I am trying to understand the proof that the only normal subgroups of $S_5$ are $\{1\}$, $A_5$, and $S_5$. The proof starts as follows:
Suppose $H \trianglelefteq S_5$. Restrict $\operatorname{sgn}:S_5 \mapsto\{\pm 1\}$ to $H$. If $H \leq A_5$ then $H \trianglelefteq A_5$ (why??), so $H = \{1\}$ or $A_5$ because $A_5$ is simple. Thus, assume that $H$ contains both even and odd permutations, so that $H \cap A_5 \trianglelefteq A_5$. Thus, $H\cap A_5 = \{1\}$ or $A_5$. In the second case $H=S_5$. In the first case, $H \cong \{\pm 1\}$ (Why? I don't understand the following part) because $\operatorname{sgn}:H \mapsto\{\pm 1\}$ is onto and $A_5 \cap H = \operatorname{Ker}(\operatorname{sgn})\cap H = \{1\}$. Thus, ... (I understand the rest of the proof)
I would appreciate help understand the parts in bold. Thanks!
For the first part, if $H \trianglelefteq S_5$ and we have $H \leq A_5 \leq S_5$, then $H \trianglelefteq A_5$. This is because if $sHs^{-1} \in H$ for each $s \in S_5$, then because $A_5$ is a subset of $S_5$, $aHa^{-1} \in H$ for each $a \in A_5$.
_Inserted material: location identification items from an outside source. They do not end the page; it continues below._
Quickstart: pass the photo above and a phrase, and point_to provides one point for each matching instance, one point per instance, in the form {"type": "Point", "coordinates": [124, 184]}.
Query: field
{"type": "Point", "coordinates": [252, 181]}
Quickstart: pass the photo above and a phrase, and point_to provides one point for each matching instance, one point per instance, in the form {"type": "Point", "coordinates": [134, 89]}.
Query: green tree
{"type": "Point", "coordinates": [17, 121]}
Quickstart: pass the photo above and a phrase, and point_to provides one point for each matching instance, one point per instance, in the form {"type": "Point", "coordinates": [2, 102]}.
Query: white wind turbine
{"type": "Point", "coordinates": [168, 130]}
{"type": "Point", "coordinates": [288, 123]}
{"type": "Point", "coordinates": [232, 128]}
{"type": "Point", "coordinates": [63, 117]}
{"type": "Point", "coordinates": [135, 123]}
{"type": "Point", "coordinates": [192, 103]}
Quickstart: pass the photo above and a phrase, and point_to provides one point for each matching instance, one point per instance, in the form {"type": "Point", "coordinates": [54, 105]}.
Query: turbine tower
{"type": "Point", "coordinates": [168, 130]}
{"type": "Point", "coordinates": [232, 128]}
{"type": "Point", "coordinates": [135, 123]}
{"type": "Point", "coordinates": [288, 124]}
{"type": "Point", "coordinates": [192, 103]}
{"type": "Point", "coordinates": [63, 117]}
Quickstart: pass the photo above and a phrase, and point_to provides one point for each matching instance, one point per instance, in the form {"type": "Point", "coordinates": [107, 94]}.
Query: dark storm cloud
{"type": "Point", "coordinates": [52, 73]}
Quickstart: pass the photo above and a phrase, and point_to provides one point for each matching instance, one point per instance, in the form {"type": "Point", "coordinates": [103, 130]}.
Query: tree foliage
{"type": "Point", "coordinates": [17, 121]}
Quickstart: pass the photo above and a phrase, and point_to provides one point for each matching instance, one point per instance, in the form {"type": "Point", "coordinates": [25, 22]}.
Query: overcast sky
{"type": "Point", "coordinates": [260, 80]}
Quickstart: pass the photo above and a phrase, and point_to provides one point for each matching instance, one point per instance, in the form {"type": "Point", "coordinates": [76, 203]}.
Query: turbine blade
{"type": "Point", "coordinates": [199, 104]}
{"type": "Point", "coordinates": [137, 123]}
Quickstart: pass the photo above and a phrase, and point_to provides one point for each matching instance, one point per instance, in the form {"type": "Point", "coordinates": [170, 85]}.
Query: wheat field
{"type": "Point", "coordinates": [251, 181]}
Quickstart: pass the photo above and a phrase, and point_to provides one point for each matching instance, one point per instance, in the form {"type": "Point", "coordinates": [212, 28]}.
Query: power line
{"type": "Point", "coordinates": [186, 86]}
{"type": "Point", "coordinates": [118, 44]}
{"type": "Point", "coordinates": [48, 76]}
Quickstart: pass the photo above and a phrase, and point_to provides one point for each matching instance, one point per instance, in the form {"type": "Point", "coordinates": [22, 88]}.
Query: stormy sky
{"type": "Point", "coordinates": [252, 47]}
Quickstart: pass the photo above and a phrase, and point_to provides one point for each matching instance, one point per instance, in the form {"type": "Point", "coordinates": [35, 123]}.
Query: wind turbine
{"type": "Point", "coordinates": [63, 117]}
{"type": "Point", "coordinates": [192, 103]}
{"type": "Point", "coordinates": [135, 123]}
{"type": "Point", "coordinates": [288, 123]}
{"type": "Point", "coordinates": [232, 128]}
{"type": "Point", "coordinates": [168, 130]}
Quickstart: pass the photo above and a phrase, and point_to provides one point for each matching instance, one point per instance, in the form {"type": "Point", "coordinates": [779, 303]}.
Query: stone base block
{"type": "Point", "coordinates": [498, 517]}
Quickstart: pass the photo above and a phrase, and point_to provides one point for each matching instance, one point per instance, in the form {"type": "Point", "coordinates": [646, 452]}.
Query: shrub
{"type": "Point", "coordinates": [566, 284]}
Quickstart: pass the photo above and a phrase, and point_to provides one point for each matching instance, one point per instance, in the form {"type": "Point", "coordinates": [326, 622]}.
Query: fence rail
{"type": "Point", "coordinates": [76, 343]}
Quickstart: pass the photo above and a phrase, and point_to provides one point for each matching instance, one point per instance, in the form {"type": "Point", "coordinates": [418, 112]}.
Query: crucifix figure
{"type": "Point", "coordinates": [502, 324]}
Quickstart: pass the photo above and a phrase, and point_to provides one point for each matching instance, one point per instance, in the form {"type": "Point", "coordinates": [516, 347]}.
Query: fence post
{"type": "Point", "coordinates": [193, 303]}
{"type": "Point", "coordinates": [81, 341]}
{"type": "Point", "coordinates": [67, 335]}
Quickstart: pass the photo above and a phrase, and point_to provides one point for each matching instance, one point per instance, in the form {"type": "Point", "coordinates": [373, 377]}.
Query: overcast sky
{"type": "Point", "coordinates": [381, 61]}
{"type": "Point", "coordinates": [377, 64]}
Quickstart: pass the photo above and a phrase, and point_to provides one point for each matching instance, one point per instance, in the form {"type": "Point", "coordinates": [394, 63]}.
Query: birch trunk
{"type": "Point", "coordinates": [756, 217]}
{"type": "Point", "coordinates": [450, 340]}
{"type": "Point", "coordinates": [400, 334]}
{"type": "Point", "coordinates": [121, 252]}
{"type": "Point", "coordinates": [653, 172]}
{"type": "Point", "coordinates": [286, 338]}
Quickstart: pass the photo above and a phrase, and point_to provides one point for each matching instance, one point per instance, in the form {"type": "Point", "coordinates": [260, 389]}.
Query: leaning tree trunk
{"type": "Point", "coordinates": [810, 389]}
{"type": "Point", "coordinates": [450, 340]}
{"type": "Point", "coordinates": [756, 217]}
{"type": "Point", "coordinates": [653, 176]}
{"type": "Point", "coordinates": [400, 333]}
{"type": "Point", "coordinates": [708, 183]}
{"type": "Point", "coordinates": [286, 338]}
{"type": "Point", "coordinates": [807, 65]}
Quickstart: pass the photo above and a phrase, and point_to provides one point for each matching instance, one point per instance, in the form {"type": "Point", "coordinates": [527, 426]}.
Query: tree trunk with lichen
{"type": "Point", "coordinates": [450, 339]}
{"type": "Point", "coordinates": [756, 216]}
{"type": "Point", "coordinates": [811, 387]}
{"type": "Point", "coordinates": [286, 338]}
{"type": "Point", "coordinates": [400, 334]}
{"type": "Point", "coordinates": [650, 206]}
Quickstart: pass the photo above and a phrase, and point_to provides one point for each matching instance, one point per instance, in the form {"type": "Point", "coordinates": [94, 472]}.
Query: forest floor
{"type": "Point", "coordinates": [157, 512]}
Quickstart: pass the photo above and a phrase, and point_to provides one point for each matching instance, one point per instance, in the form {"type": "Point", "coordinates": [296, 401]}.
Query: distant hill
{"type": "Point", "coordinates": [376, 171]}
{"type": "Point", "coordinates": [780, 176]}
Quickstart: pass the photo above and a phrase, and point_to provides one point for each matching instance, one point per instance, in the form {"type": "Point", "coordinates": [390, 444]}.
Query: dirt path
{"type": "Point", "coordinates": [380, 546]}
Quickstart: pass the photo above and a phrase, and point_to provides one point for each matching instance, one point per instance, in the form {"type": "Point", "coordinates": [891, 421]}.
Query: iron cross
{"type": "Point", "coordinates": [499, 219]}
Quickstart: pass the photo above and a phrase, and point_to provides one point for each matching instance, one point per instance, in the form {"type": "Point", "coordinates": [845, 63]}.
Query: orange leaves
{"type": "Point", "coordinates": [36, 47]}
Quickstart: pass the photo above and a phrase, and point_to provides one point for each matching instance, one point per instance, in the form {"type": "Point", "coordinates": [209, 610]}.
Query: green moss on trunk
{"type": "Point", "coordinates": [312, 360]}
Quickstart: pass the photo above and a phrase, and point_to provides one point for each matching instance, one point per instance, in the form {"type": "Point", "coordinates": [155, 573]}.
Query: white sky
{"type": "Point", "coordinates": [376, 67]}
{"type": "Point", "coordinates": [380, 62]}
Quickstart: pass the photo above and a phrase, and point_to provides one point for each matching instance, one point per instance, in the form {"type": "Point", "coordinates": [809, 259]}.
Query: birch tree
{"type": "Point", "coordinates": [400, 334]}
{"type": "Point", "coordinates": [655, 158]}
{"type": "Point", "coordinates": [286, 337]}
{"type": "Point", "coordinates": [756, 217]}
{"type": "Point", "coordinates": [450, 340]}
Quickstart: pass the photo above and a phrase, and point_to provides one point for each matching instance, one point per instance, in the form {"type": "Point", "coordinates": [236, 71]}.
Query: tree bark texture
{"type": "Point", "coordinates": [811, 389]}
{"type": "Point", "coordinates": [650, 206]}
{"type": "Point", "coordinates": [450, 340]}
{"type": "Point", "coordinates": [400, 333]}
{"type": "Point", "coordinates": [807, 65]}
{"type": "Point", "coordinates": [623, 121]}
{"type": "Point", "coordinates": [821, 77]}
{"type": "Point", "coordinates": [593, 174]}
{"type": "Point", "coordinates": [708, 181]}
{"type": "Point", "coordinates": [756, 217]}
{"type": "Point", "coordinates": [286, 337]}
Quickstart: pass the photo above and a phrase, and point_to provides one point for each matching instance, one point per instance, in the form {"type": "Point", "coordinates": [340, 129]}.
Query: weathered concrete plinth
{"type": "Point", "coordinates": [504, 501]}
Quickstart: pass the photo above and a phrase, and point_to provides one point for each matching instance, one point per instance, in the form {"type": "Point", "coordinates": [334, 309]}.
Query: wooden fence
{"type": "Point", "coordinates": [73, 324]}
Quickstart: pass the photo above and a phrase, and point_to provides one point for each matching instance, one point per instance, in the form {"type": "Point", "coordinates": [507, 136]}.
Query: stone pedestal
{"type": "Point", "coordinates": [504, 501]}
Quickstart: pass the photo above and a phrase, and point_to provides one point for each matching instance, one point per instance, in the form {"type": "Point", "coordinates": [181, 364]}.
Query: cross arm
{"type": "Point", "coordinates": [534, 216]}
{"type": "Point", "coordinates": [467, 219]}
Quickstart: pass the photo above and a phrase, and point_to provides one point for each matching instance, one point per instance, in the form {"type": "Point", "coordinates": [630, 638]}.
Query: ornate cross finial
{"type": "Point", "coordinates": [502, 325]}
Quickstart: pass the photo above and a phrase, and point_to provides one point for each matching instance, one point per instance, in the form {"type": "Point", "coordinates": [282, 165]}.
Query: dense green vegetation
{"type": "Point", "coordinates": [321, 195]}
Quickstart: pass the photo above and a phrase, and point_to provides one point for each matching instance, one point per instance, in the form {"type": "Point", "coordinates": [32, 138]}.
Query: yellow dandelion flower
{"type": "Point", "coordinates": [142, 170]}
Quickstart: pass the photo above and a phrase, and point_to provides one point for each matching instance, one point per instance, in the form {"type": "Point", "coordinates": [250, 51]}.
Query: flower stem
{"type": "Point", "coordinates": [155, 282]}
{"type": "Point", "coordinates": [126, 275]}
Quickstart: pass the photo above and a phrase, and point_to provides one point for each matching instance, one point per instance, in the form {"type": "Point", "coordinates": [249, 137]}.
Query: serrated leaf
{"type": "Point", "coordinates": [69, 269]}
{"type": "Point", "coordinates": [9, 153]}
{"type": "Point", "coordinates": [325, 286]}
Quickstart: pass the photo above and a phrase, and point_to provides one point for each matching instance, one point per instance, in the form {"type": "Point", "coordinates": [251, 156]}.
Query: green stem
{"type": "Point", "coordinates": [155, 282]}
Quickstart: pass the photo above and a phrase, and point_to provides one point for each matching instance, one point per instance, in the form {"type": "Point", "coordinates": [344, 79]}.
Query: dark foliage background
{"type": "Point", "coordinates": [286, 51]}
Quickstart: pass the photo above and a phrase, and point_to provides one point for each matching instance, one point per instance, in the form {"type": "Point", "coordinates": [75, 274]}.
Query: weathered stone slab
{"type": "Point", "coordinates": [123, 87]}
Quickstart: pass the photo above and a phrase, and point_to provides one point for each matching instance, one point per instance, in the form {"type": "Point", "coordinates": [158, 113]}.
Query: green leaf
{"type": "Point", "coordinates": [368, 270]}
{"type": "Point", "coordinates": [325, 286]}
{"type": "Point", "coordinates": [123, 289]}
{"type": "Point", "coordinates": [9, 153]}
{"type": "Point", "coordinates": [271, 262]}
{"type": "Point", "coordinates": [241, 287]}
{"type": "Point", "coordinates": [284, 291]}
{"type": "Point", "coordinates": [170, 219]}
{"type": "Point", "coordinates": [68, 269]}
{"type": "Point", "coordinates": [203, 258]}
In the second part, I'm not sure what it means for $H$ to be isomorphic to $\{\pm 1\}$ since $\{\pm 1\}$ are just the signs of the permutations and not group elements. Maybe the author is looking at the map $\operatorname{sgn} \colon H \to \{\pm1\}$ and saying that $H \cong \operatorname{Im}\operatorname{sgn}/\operatorname{Ker}\operatorname{sgn}$, and $\operatorname{Ker}\operatorname{sgn}$ has only a single element?